Após crítica a evento pró-comunidades terapêuticas, Abrasme sofre tentativa de intimidação da AGU
Associação Brasileira de Saúde Mental denuncia “assédio jurídico” da AGU, em “perseguição” que abre perigoso precedente. Órgão do governo exige retratação pública da entidade por críticas a evento pró-comunidades terapêuticas
Publicado 12/12/2025 às 14:16 - Atualizado 12/12/2025 às 16:14

Por meio de nota pública, nesta quarta-feira (10), a Associação Brasileira de Saúde Mental (Abrasme) foi a público denunciar o que aponta como uma “perseguição” e “assédio jurídico” de “setores do governo alinhados às comunidades terapêuticas”.
A entidade revela ter recebido uma notificação extrajudicial da Advocacia-Geral da União (AGU), em que o órgão do Governo Federal demanda a exclusão de críticas feitas pela Abrasme a um evento pró-comunidades terapêuticas realizado pelo Ministério do Desenvolvimento Social (MDS) em outubro, na Universidade de São Paulo (USP). Na atividade, estudantes foram agredidos, e um servidor do MDS estaria envolvido nas agressões. À época, a Abrasme pediu a apuração da conduta pública do servidor, o que a AGU alega ter “potencial de causar danos à imagem institucional do MDS”.
Vídeos dos momentos de violência contra manifestantes no evento estão disponíveis nas redes sociais, como no perfil do DCE Livre da USP (1) e da Frente Antimanicomial de São Paulo (2, 3).
De acordo com a Abrasme, a notificação extrajudicial afirma que, se uma retratação pública não for divulgada e as críticas não forem excluídas, a entidade poderá ser alvo de providências de “responsabilização civil e penal” – isto é, ser processada.
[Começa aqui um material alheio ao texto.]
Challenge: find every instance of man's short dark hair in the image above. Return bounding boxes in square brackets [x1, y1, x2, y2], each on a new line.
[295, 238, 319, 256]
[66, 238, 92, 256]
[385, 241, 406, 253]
Em artigo publicado neste boletim, a presidente da Abrasme, a psiquiatra e pesquisadora da Fiocruz Ana Paula Guljor, chama atenção para um aspecto sui generis do caso: a utilização de um órgão de Estado para a defesa dos interesses individuais de um funcionário. O servidor defendido pela AGU é Diego Mantovaneli do Monte, diretor do Departamento de Apoio a Entidades de Álcool e Drogas (Depad), órgão do MDS criado em 2023 pelo atual ministro Wellington Dias (PT-PI).
O Depad promove editais que contratam com recursos federais as comunidades terapêuticas, instituições que são alvo de inúmeras denúncias de violência e violações de direitos, para acolhimento de pessoas que fazem uso abusivo de drogas.
Agente penitenciário de carreira, Mantovaneli ocupou cargos no Ministério da Justiça e Segurança Pública durante toda a gestão de Jair Bolsonaro (2019-2022), como mostra seu currículo oficial, antes de assumir o posto no MDS do governo Lula.
Em reunião desta quinta-feira (11), o pleno do Conselho Nacional de Saúde (CNS) decidiu assinar uma nota pública de sua Comissão Intersetorial de Saúde Mental sobre o caso Abrasme-AGU, reafirmando a posição do CNS “em defesa dos direitos humanos e da política de saúde mental”. A nota destaca que o diretor do Depad “em flagrante desvio de função, […] incitou ações de segurança que geraram lesões físicas”.
O Conselho Nacional de Saúde também aprovou uma recomendação para que a AGU “apresente explicações formais acerca da medida adotada contra entidade nacional que atua na defesa dos direitos humanos e da política de saúde mental, expondo os fundamentos jurídicos e institucionais que motivaram tal ação”.
O espaço está aberto para manifestação da AGU.